Fans of the 2002 MTV classic animated series, Clone High, learned last June that a reimagined version of the cult-beloved series about cloned high-school teenagers was in development from creators/executive producers Phil Lord, Chris Miller and Bill Lawrence, and former series writer-turned-showrunner, Erica Rivinoja (South Park). Suzanna Makkos, EVP of Original Comedy and Adult Animation at HBO Max, confirmed today the new incarnation has been given a two-season order as part of HBO Max's adult animation slate.
No details on whether any of the original voice cast, including Will Forte, Donald Faison, Christa Miller, and Lord and Miller, will return or when the series will be set, or premiere.
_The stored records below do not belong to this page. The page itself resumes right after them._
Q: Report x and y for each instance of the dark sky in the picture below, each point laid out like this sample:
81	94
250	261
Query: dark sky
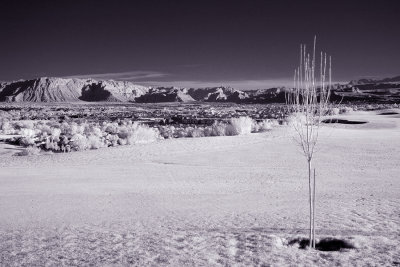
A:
247	44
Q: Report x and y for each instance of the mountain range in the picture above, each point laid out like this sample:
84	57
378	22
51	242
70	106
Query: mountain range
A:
52	89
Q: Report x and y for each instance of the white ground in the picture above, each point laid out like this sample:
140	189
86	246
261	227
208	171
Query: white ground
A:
205	201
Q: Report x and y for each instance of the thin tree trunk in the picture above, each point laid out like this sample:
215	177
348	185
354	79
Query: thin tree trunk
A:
314	211
310	202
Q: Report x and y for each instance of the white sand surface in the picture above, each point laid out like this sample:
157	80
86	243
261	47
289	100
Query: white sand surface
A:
206	201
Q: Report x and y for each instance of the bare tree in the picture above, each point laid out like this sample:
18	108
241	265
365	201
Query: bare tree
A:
308	103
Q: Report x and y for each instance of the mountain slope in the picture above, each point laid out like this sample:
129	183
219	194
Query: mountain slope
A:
69	90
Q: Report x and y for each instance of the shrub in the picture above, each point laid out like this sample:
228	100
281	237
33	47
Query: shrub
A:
29	151
241	125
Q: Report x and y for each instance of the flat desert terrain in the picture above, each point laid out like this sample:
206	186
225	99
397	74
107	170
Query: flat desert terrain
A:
212	201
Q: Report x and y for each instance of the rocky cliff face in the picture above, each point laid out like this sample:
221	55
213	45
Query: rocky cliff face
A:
69	90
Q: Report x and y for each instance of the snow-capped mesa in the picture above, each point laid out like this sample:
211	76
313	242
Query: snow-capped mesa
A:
48	89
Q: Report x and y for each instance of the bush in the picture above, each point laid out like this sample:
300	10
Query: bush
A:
241	125
29	151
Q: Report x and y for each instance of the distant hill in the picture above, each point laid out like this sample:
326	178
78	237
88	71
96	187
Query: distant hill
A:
89	90
69	90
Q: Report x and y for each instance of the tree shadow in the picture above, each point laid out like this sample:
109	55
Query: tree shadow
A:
342	121
326	244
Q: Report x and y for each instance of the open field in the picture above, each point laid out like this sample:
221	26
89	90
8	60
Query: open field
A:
206	201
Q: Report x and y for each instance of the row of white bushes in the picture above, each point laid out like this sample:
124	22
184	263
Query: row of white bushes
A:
75	136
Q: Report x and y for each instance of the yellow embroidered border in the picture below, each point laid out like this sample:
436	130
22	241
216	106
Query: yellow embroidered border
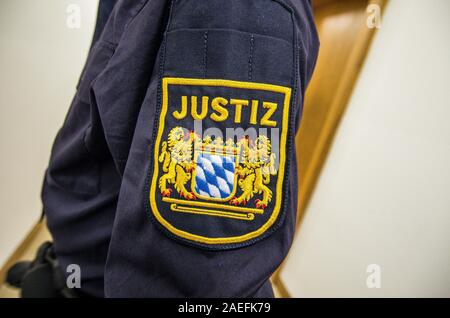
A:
279	188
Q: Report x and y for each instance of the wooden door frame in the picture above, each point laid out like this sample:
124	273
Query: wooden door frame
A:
339	104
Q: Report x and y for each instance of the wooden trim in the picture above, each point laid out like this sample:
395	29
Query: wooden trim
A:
23	246
339	104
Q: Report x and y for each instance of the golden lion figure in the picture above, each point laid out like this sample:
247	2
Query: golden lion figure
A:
258	164
177	163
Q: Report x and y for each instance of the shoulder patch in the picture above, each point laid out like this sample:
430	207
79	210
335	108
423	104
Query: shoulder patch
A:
219	160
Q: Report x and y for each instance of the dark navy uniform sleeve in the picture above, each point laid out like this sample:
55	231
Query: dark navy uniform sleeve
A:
186	163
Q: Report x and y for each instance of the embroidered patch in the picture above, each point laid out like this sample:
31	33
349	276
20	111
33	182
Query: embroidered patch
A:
219	160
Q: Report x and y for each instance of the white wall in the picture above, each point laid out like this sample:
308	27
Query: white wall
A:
40	62
384	194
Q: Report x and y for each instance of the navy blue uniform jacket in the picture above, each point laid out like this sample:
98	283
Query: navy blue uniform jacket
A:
146	203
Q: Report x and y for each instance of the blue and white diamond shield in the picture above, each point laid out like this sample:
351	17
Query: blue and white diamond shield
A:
214	176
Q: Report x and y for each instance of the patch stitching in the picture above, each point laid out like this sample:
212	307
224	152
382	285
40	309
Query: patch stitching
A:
280	182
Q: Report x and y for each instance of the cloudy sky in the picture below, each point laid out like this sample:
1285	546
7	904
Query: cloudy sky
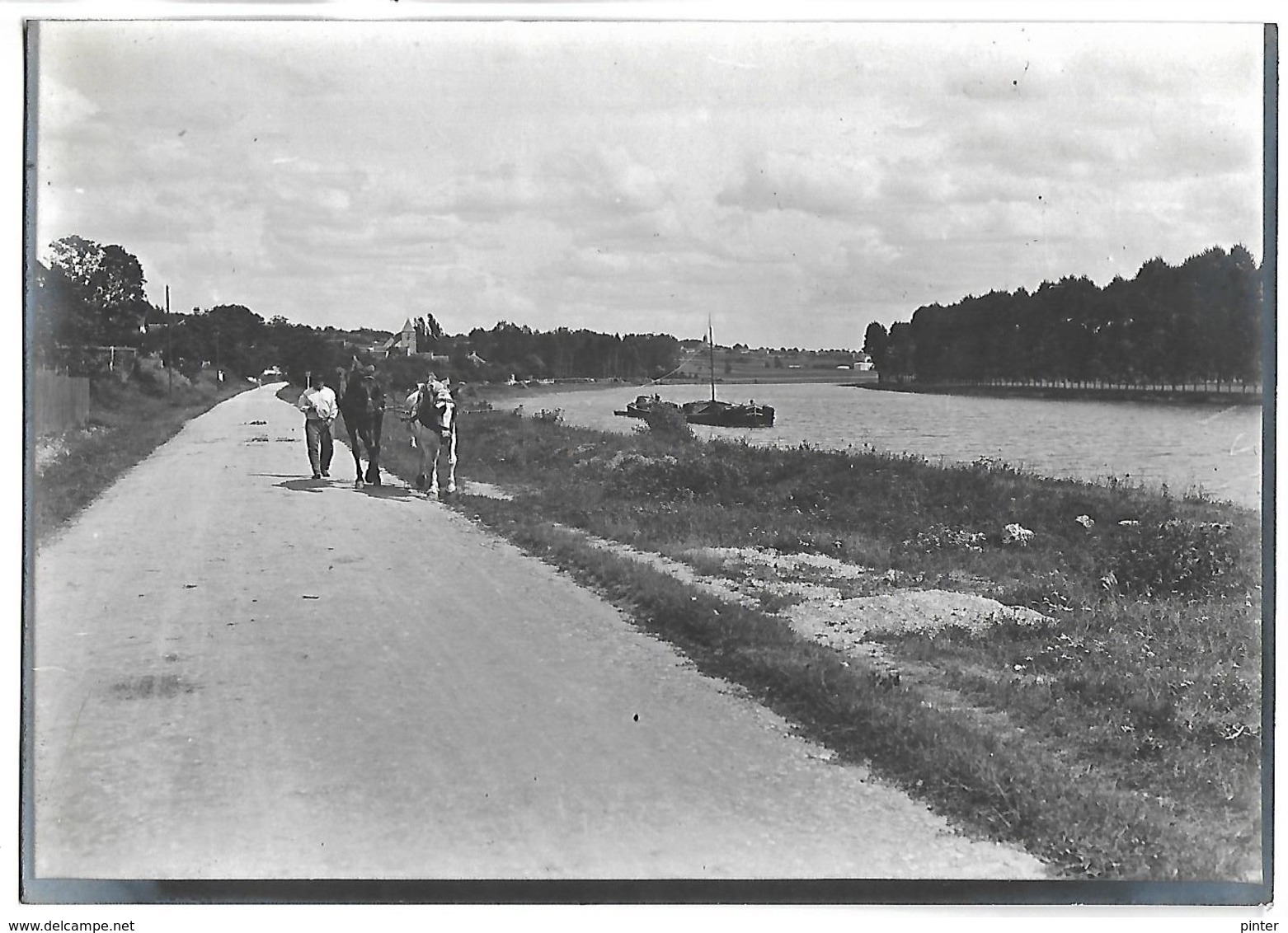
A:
792	181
The other big animated series news is that the Scooby-Doo Mystery gang's resident brain, Velma Dinkley, is getting her own adult-skewing origin story. The bespectacled sleuth's series is called Velma and she will be voiced by executive producer Mindy Kaling (The Office), who joins an esteemed list of comedic actors that have voiced or played the character including Linda Cardellini (Dead to Me), Mindy Cohn (The Facts of Life), and Kate Micucci (Steven Universe).
In this series, audiences will get to see the back story of the brainiac of the bunch, and perhaps solve the mystery of why she likes orange-wear so much. We shall see. No other cast was announced, nor a release date, but executive producers Charlie Grandy, Howard Klein and Sam Register will join Kaling on the creative team.
In another project, Saturday Night Live's Pete Davidson will lend his voice and executive produce Fired on Mars with Carson Mell (Silicon Valley) and Dave Sirus. The animated workplace comedy will be set five-minutes in the future on the Martian campus of a modern tech company. No other details were revealed.
There are also several genre related adult animated Max Originals graduating to the next stage of development including The Office comedian/musician Ed Helms' Uncanny Valley. The premise of the series has three domestic helper robots trying to assume the identities of their users they accidentally killed, and live among us.
And last but not least, creator Brian Michael Bendis and artist David Mack's Eisner nominated DC comic series, Cover, will get adapted into an animated espionage thriller which Bendis will write and Mack will direct. Rooster Teeth Studios will produce.